Sanctuaries Celebrate African Americans’ Contributions to Maritime Culture
ONMS launched a story map celebrating the contributions that African Americans have made to the ocean, maritime traditions, and communities. The map shares stories of indomitable individuals, extraordinary acts of courage, and enduring traditions that represent part of the larger African American maritime tradition that helped build and shape the nation. The story map is the first of ONMS’s Heritage Months 2018 projects, a year-long program to honor the nation’s diverse maritime communities, cultures, and voices. Each of seven recognized heritage months will feature special online content and social media. ONMS also launched the new Heritage of the Blue website, home to multicultural content such as feature articles, story maps, staff profiles, and videos.
Training Modules Foster Improved Fisheries Governance in the Philippines
The Philippines face degraded ocean resources and illegal fishing, both of which are connected to the area’s equally challenging socioeconomics. The Ecosystems Approach to Fisheries Management balances environmental and socioeconomic concerns through improved fisheries governance. With help from CRCP, the Philippines Bureau of Fisheries and Aquatic Resources introduced online training modules to support planning and implementation of the ecosystems approach to fisheries governance. Through the training, an array of stakeholders, including local government officials and fishing communities, can discover the benefits of a holistic approach to fisheries management, balancing ecological health and human well-being through good governance.

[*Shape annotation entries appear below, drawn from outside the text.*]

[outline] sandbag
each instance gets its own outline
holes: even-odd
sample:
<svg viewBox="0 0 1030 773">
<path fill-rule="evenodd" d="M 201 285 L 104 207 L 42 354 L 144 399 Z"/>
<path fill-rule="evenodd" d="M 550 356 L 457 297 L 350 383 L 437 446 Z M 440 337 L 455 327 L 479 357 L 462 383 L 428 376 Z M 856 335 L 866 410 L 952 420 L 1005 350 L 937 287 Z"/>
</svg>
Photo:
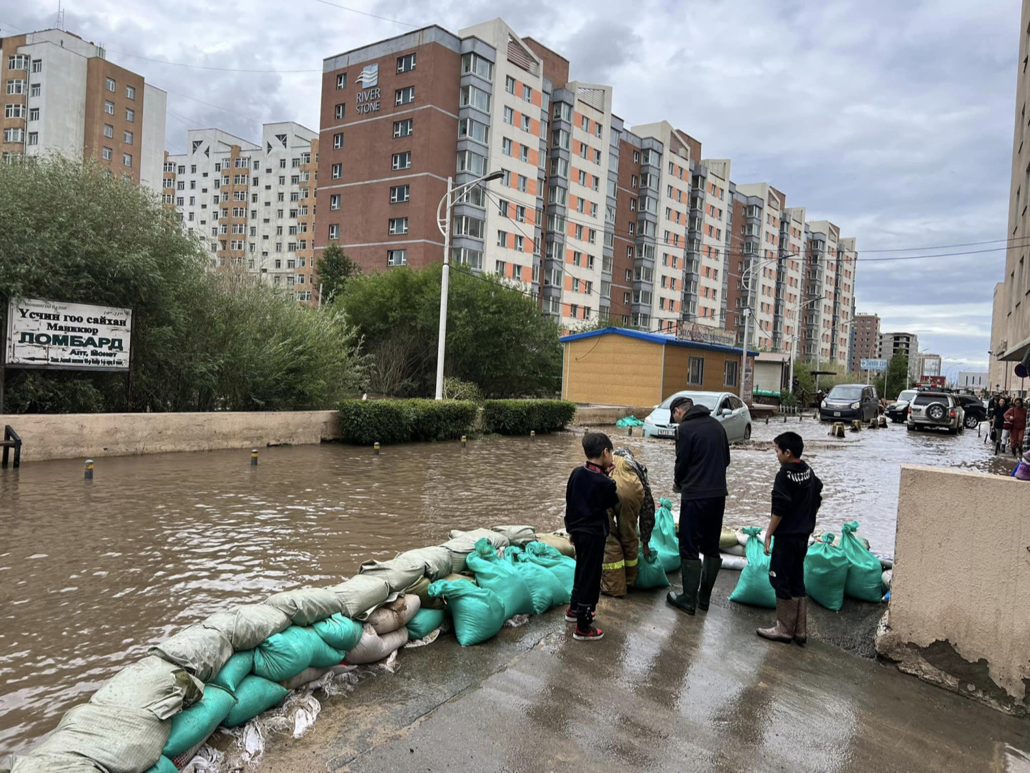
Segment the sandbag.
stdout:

New Storm Surge and Tide Forecast System for Micronesia
OCS, local forecasting offices, and the National Weather Service Environmental Modeling Center collaborated to launch Micronesia’s new Extratropical Storm Surge and Tide Operational Forecast System (ESTOFS). ESTOFS-Micronesia will provide critical information about storm surge and tidal water levels. Micronesia’s lack of local water level observations is dramatic, and domain-wide tide and surge forecast guidance is much needed. ESTOFS-Micronesia covers Palau, Guam, the Marianas Islands, the Federated States of Micronesia, the Marshall Islands, and Wake Island—a territory that is home to more than half a million people as well as major U.S. Naval and Air Force bases. Initial implementation provides an unstructured model grid with resolution up to 200 meters at the coast, and upland nodes up to the 10-meter elevation contour to enable coastal inundation guidance.
‘Fire Whirls’ to Remediate Oil on Water
OR&R Director Dave Westerholm and senior OR&R staff visited the University of Maryland to hear Elaine Oran, PHD, present research on the use of fire whirls (commonly known as fire devils) to remediate oil on water. Fire whirls are a relatively clean burning technique with higher combustion efficiency and reduced emissions, particularly of soot. Fire whirls’ soot-free characteristic inspired their potential use as a more efficient solution for oil spill remediation. Researchers in Dr. Oran’s lab are studying the potential to create fire whirls in the field, characterize the burning rate, quantify emissions and burn residues, understand the limitations of their use, and evaluate their use as an oil spill remediation tool.